Could she possibly be a machine? Unlikely. Machines tend to have IR hot spots: power packs, transformers, things like that. Oar's body temperature was more evenly distributed — like mine, to be honest, with head and thorax warmer than the extremities but none of the sharp gradients you see in androids. Organisms also emit waves in the radio band with a completely different pattern from machines; nervous systems transmit their signals in ways wires can't imitate… not even biosynthetic wires made from organic molecules.

No — Oar was not built on an assembly line. That still didn't make her "natural"… most likely, she was the result of DNA tinkering. She or her ancestors had been purposely altered. More important, she'd been altered for the benefit of eyes like mine. No other species in the League of Peoples perceived exactly the same set of wavelengths as humans. If other sentient beings looked at Oar, they'd see her IR glow, or perhaps a full X-ray layout. They certainly wouldn't see the perfect transparence that greeted my human eyes.

The only plausible explanation was that humans had lived on Melaquin, either now or in the past. The planet had worms, killdeer, and monarch butterflies; why not Homo sapiens too? And for some reason, those humans had fabricated this new transparent race… transparent to human eyes, if not to the eyes of extraterrestrial species.

Of course, I had no idea why they'd do such a thing. Why make yourself hard for your fellow creatures to see? Were they trying to hide from each other? But Oar still showed up on IR, UV, and other wavelengths. She couldn't conceal herself from high-tech sensors… and surely her culture had such gadgets. They were sophisticated enough to engineer themselves into glass; they must understand basics like the EM spectrum.

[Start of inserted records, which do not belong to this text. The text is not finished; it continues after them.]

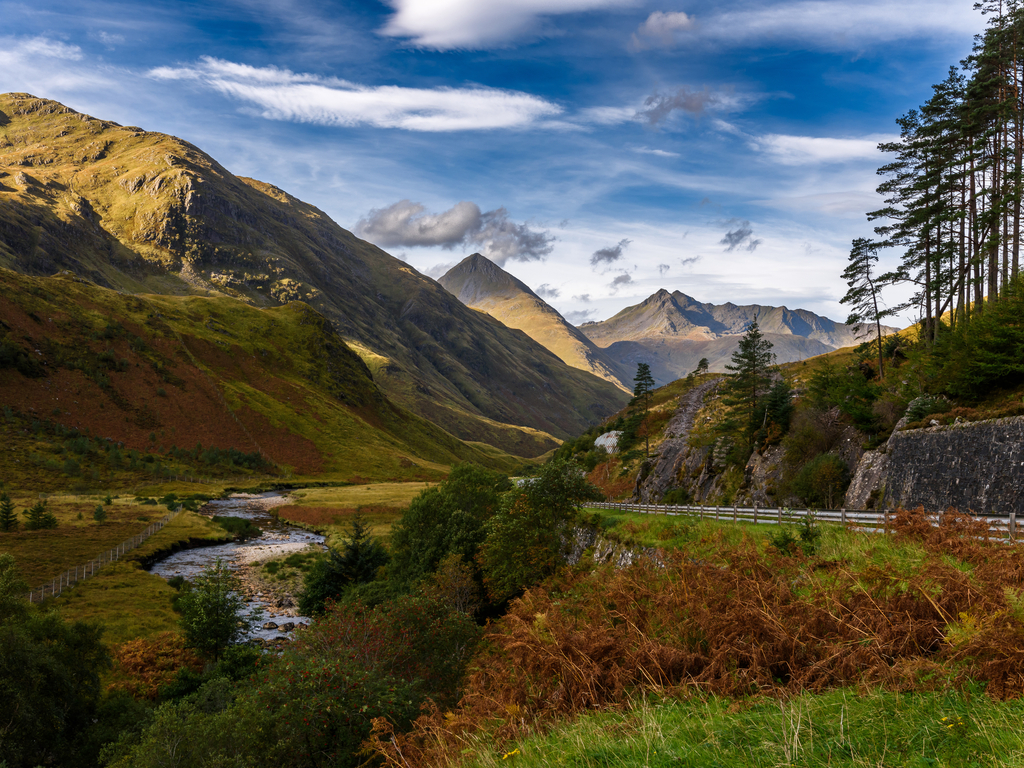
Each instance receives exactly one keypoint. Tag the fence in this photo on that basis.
(81, 572)
(998, 525)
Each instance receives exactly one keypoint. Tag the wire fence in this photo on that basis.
(1004, 526)
(81, 572)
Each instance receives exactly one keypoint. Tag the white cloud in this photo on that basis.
(813, 150)
(444, 25)
(498, 238)
(837, 24)
(660, 30)
(656, 153)
(282, 94)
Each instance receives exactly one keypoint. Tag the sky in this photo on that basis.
(597, 150)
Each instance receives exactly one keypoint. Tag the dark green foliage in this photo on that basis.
(330, 576)
(13, 355)
(212, 612)
(8, 518)
(987, 353)
(444, 520)
(775, 412)
(38, 517)
(313, 706)
(526, 538)
(806, 539)
(822, 481)
(751, 371)
(49, 680)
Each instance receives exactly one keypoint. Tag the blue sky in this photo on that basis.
(598, 150)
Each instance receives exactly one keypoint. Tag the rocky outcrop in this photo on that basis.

Maybe turning to glass was simply a fashion statement. Or a religious practice — implementing some teaching that glassiness was next to godliness. No, I told myself, that was too easy: too many sociologists threw up their hands and said, "It's just religion," when they found a custom they didn't understand at first sight. An Explorer doesn't have the luxury to dismiss anything.

I had to be scrupulously honest: I didn't understand why people would make themselves glass… and perhaps this whole train of thought was merely jumping to conclusions. Melaquin showed no roads, no cities, no signs of technology — scarcely consistent with a culture that could engineer people into near-invisibility.

Unless…

…at the same time they made a race so hard to see, they also removed all signs of their presence on the planet.

Unless these see-through bodies and the dearth of development were all attempts to hide that this planet was inhabited. Even if they showed up on IR, glass bodies were still harder to see than normal flesh and blood.

And if that was true, what were they hiding from?

I shivered; and this time it had nothing to do with air temperature or damp clothes.